Mapping Plants for the BLM

A few years ago the Bureau of Land Management office I worked for was part of a project to map vegetation in Sage-grouse habitat. To do that we got 10 cm resolution aerial imagery across the species range. The following is a summary of the project, what I learned, what I would do differently, and why the project ended without ever really contributing to any on the ground management.

Classified compared to raw imagery A capture of the image on the left and the classified image on the right.

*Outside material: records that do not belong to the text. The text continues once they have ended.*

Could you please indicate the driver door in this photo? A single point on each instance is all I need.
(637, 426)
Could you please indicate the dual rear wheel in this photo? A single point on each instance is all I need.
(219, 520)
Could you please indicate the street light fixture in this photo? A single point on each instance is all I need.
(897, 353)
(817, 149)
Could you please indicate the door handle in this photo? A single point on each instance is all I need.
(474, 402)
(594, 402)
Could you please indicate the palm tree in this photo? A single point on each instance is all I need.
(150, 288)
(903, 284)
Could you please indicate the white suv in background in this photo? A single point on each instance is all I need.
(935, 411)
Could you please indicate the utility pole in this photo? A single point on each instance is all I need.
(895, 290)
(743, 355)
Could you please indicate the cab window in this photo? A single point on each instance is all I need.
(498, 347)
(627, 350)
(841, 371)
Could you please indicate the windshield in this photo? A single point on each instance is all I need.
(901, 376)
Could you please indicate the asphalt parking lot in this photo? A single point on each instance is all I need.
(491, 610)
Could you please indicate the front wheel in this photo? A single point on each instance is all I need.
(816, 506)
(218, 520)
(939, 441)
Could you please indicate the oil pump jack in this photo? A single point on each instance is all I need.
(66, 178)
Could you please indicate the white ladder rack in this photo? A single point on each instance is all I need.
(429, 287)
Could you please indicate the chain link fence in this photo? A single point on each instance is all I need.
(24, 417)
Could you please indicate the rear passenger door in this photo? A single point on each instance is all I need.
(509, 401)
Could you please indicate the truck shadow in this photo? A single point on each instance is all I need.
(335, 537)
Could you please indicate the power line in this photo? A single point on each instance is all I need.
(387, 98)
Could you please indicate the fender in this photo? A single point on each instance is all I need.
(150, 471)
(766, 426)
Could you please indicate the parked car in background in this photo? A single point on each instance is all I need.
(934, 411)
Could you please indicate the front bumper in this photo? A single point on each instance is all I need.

What the project was and why we did it

The goal of the project was to see if we could use aerial imagery to map vegetation in sage-grouse habitat. We thought this would help management because we had GPS collars on sage-grouse and we thought fine scale raster based vegetation information could help us make management decisions. Some of the questions we had were:

  1. What percent sagebrush cover do sage-grouse prefer in any given season?
  2. What percent bare ground is avoided if any?
  3. How far do grouse avoid PJ?

We never really got that far, because even though we did get to a place where the predictions of vegetation were fairly accurate, we couldn't get them into fine enough categories to be useful. Probably the most important distinction that we couldn't tease out was black sagebrush (Artemisia nova) vs big sagebrush (Artemisia tridentata). Sage-grouse use each differently and so not being able to distinguish between the two kind of made it so the product was less useful.

The dataset

The imagery we were trying to classify was 4 band 10 cm resolution aerial imagery flown over a few days. The four bands were the standard red, blue, green, and near infrared. There was also a point cloud that was used to orthorectify the imagery that was at fine enough of a scale that we used it to try and get height of some vegetation. I don't think we put a lot of thought into what bands we wanted for classification because the imagery was purchased in a rush with end of the year money.

The datasets most important attribute was just how big it was. There are plenty of larger datasets out there but for us and our tiny little government computers 10cm resolution imagery was huge. I think one population was approximately 322Gb of data. The nice thing about the data is that it came to us in tiles that were max size of 2Gb. Regardless, my computer was an 8 core 32 Gb of Ram Dell that looked like a brick. Surprisingly this wasn't a problem for classifying the imagery but it wasn't big enough to make the predictions on all the tiles. To make the predictions I used a computer at the national operation center remotely. It's biggest advantage is that it had 48 cores and allowed for parallel predictions on a relatively large machine.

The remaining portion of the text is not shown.